Thomas Heatherwick has been confirmed by Google to design a new ‘nature-inspired’ global headquarters in California.

Heatherwick Studio, which is currently working on plans to build a new Garden Bridge across the River Thames, will carry out the work at Mountain View with Danish firm Bjarke Ingels Group.

The pair have formed a 50:50 design partnership for the scheme at the Californian city which is already home to Google’s main headquarters, called Googleplex.

UK engineers AKT II and Atelier Ten are also on the design team.

Their plans include a range of reconfigurable buildings under giant glass canopies, providing office accommodation, manufacturing and lab space, as well as a range of public spaces and amenities for Google workers and the public.

Heatherwick said the scheme will “augment and turn the dial up more on nature” and “enclose and protect pieces of nature”.

Bjarke Ingels said: “In nature things aren’t over-programmed or over-prescribed and in a way if our cities, or our work environments, could have more of this flexibility or openess for interpretation, they would become more stimulating and more creative environments to live and work in.”

The scheme will also restore natural waterways that will bring water out to the bay.

Representatives from Heatherwick and BIG were out in California last week making presentations to the technology giant’s board with the plans being submitted to the city council at the end of last week.

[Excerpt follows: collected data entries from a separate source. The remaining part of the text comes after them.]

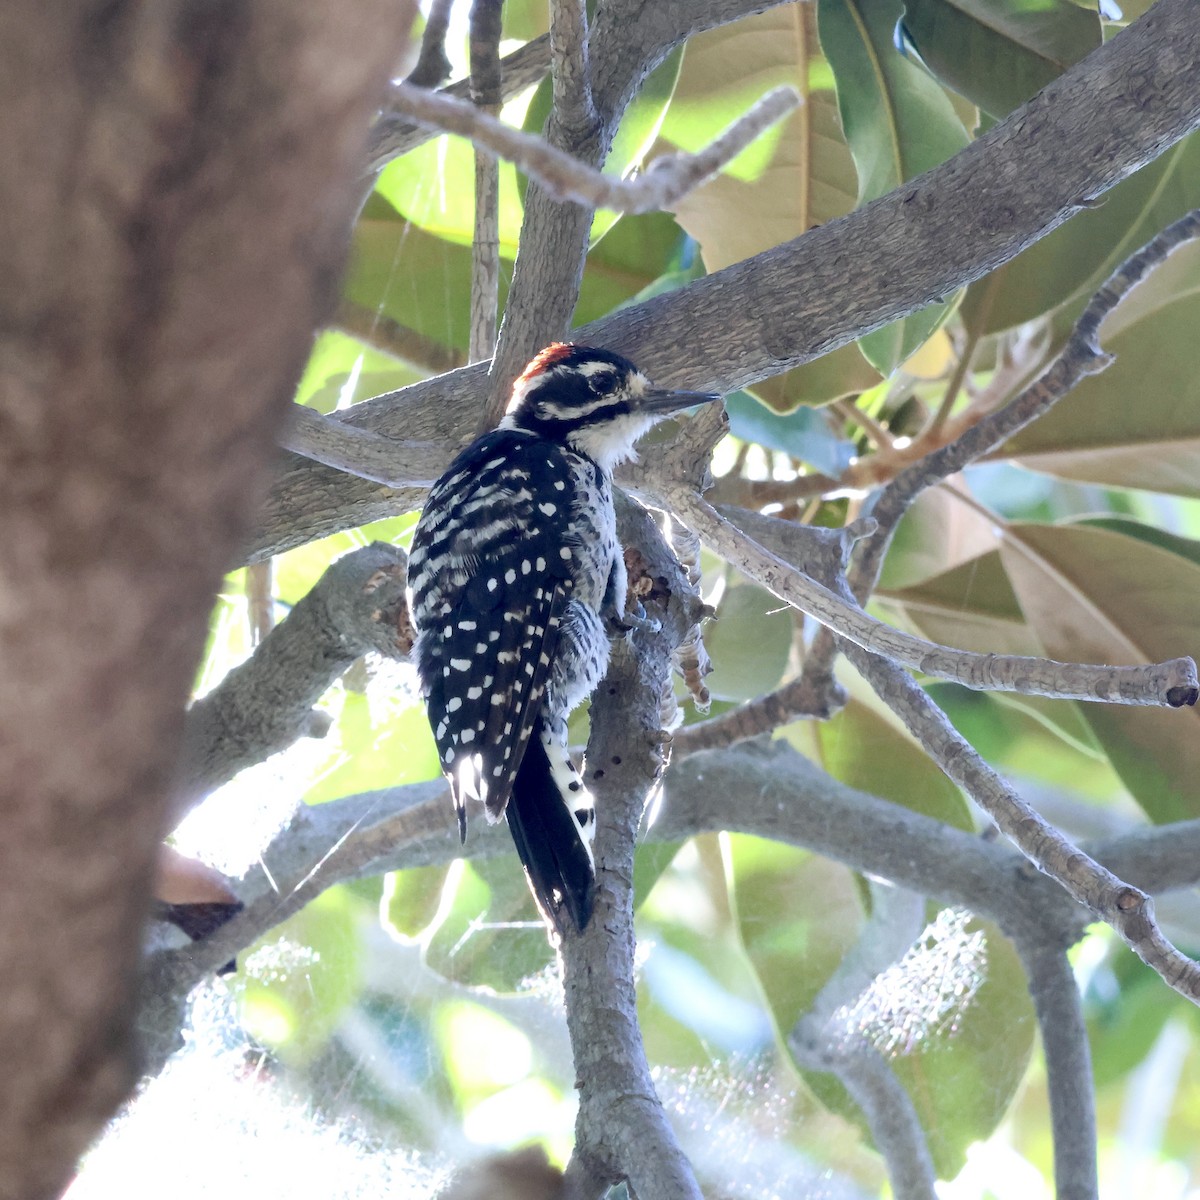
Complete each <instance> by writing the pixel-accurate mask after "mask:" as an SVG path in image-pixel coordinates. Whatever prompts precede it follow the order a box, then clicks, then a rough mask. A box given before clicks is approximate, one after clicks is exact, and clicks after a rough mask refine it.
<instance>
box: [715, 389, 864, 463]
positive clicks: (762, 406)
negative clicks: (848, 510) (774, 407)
mask: <svg viewBox="0 0 1200 1200" xmlns="http://www.w3.org/2000/svg"><path fill="white" fill-rule="evenodd" d="M725 412H726V413H727V414H728V418H730V432H731V433H732V434H733V436H734V437H738V438H742V439H743V440H745V442H756V443H757V444H758V445H762V446H768V448H769V449H772V450H782V451H784V452H785V454H790V455H792V457H794V458H800V460H802V461H804V462H806V463H809V466H811V467H815V468H816V469H817V470H820V472H824V474H827V475H832V476H834V478H836V476H838V475H839V474H841V472H844V470H845V469H846V468H847V467H848V466H850V462H851V460H852V458H853V456H854V452H856V450H854V444H853V443H852V442H848V440H847V439H846V438H844V437H841V436H840V434H839V433H838V432H836V430H835V428H834V426H833V425H832V424H830V422H829V420H828V419H827V418H826V416H824V415H823V414H822V413H818V412H814V410H812V409H809V408H800V409H797V412H794V413H792V414H790V415H788V416H780V415H779V414H778V413H773V412H772V410H770V409H769V408H767V407H766V406H764V404H760V403H758V402H757V401H756V400H754V398H752V397H751V396H749V395H748V394H746V392H744V391H734V392H731V394H730V395H728V396H726V397H725Z"/></svg>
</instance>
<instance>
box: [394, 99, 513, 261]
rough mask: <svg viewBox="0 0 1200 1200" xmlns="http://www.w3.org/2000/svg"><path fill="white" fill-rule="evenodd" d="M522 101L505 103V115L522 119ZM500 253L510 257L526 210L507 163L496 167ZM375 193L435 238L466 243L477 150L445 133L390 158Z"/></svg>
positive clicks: (472, 229)
mask: <svg viewBox="0 0 1200 1200" xmlns="http://www.w3.org/2000/svg"><path fill="white" fill-rule="evenodd" d="M524 108H526V102H524V101H521V102H518V103H517V104H515V106H514V104H510V106H506V108H505V112H504V114H502V115H503V118H504V119H505V120H506V121H509V122H517V124H518V122H520V120H521V118H522V116H523V115H524ZM499 180H500V191H499V233H500V254H502V256H503V257H504V258H508V259H510V260H511V259H514V258H516V252H517V238H518V236H520V234H521V221H522V218H523V216H524V209H523V206H522V204H521V194H520V191H518V188H517V173H516V168H514V167H512V166H511V163H506V162H502V163H500V169H499ZM376 191H377V192H378V193H379V194H380V196H382V197H384V198H385V199H386V200H388V203H389V204H391V205H392V208H395V209H396V211H397V212H400V214H401V215H402V216H404V217H406V218H407V220H409V221H412V222H413V224H415V226H419V227H420V228H421V229H424V230H425V232H426V233H430V234H433V236H436V238H443V239H445V240H446V241H452V242H455V244H457V245H460V246H469V245H470V244H472V240H473V238H474V230H475V150H474V146H472V144H470V143H469V142H467V140H466V139H463V138H460V137H454V136H451V134H443V136H442V137H439V138H434V139H433V140H432V142H426V143H425V144H424V145H420V146H418V148H416V149H415V150H409V152H408V154H406V155H402V156H401V157H400V158H396V160H395V161H392V162H390V163H389V164H388V166H386V167H385V168H384V170H383V174H380V176H379V181H378V184H376Z"/></svg>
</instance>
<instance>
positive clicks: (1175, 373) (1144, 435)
mask: <svg viewBox="0 0 1200 1200" xmlns="http://www.w3.org/2000/svg"><path fill="white" fill-rule="evenodd" d="M1176 258H1177V259H1178V262H1176V260H1175V259H1171V260H1169V262H1168V264H1166V266H1168V269H1169V270H1168V272H1166V274H1165V275H1163V276H1162V277H1159V274H1158V272H1156V275H1154V277H1152V278H1151V280H1148V281H1147V282H1146V283H1145V284H1142V287H1140V288H1139V289H1138V292H1136V293H1134V295H1133V296H1130V306H1129V308H1128V310H1126V311H1121V310H1118V312H1117V313H1116V314H1115V316H1114V320H1112V322H1111V323H1110V324H1111V325H1114V326H1115V331H1114V332H1111V334H1110V335H1108V336H1105V337H1104V346H1105V349H1108V350H1109V352H1110V353H1112V354H1115V355H1116V361H1115V362H1114V364H1112V365H1111V366H1110V367H1109V368H1108V370H1106V371H1103V372H1100V374H1097V376H1090V377H1087V378H1086V379H1084V380H1081V382H1080V383H1079V385H1078V386H1076V388H1075V389H1074V391H1072V392H1070V394H1069V395H1068V396H1066V397H1064V398H1063V400H1061V401H1060V402H1058V403H1057V404H1056V406H1055V407H1054V408H1052V409H1051V410H1050V412H1049V413H1048V414H1046V415H1045V416H1044V418H1042V420H1039V421H1037V422H1036V424H1033V425H1032V426H1030V428H1027V430H1025V431H1022V432H1021V433H1019V434H1018V436H1016V437H1015V438H1013V439H1012V440H1010V442H1009V443H1007V444H1006V446H1004V448H1003V450H1002V454H1003V455H1004V456H1007V457H1013V458H1016V460H1018V461H1019V462H1021V463H1022V464H1024V466H1026V467H1031V468H1033V469H1036V470H1043V472H1048V473H1049V474H1051V475H1057V476H1060V478H1066V479H1076V480H1082V481H1087V482H1093V484H1106V485H1111V486H1116V487H1144V488H1147V490H1151V491H1159V492H1171V493H1175V494H1178V496H1200V347H1198V343H1196V338H1195V330H1196V329H1198V328H1200V253H1198V252H1196V250H1195V247H1188V250H1187V251H1186V252H1184V251H1181V253H1180V254H1178V256H1176ZM1124 307H1126V306H1122V310H1124Z"/></svg>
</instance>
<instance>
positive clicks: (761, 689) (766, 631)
mask: <svg viewBox="0 0 1200 1200" xmlns="http://www.w3.org/2000/svg"><path fill="white" fill-rule="evenodd" d="M794 628H796V626H794V624H793V622H792V611H791V610H790V608H788V607H787V606H786V605H782V604H781V602H780V601H779V600H778V599H776V598H775V596H773V595H772V594H770V593H769V592H767V590H766V589H763V588H760V587H758V586H757V584H754V583H738V584H734V586H733V587H731V588H728V590H727V592H726V593H725V595H724V596H722V599H721V604H720V606H719V607H718V611H716V620H715V622H713V624H710V625H708V626H707V628H706V630H704V646H706V647H707V649H708V654H709V658H710V659H712V660H713V672H712V674H709V676H707V677H706V678H704V683H706V685H707V686H708V690H709V691H710V692H712V695H713V696H715V697H716V698H719V700H752V698H754V697H755V696H761V695H762V694H763V692H767V691H770V690H772V688H774V686H776V685H778V684H779V680H780V679H781V678H782V674H784V670H785V668H786V666H787V655H788V650H790V648H791V644H792V636H793V632H794Z"/></svg>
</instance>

Mountain View city councillor Ken Rosenberg told the New York Times: “Mountain View needs to evolve to a world-class city. One of the criteria of a world-class city is that it is architecturally interesting.”

The city has spent the last two years debating a plan to redevelop the city’s North Bayshore area, which surrounds Google’s main offices and is close to major highways.

Traffic jams are a regular occurrence in Mountain View, which is around 40 miles south of San Francisco, and Google’s vision for a new Googleplex will include bike and pedestrian paths.

The job is one of the biggest Heatherwick will be working on along with schemes in the Middle and Far East, which include a new park in the Abu Dhabi desert and a learning hub for a university in Singapore.

Heatherwick is already working on a brace of schemes in the US – a new park on stilts in Manhattan’s Hudson River and the Hudson Yards mixed-use development also in Manhattan.

The news comes as Facebook announced last month that US architect Frank Gehry is to design it a new office in Seattle. The architect has also designed the firm’s Californian headquarters.

And Foster’s is designing a new headquarters for Apple in Cupertino, also in California.

Google is working with AHMM on a new UK headquarters at King’s Cross in London but that scheme has been hit by a series of delays.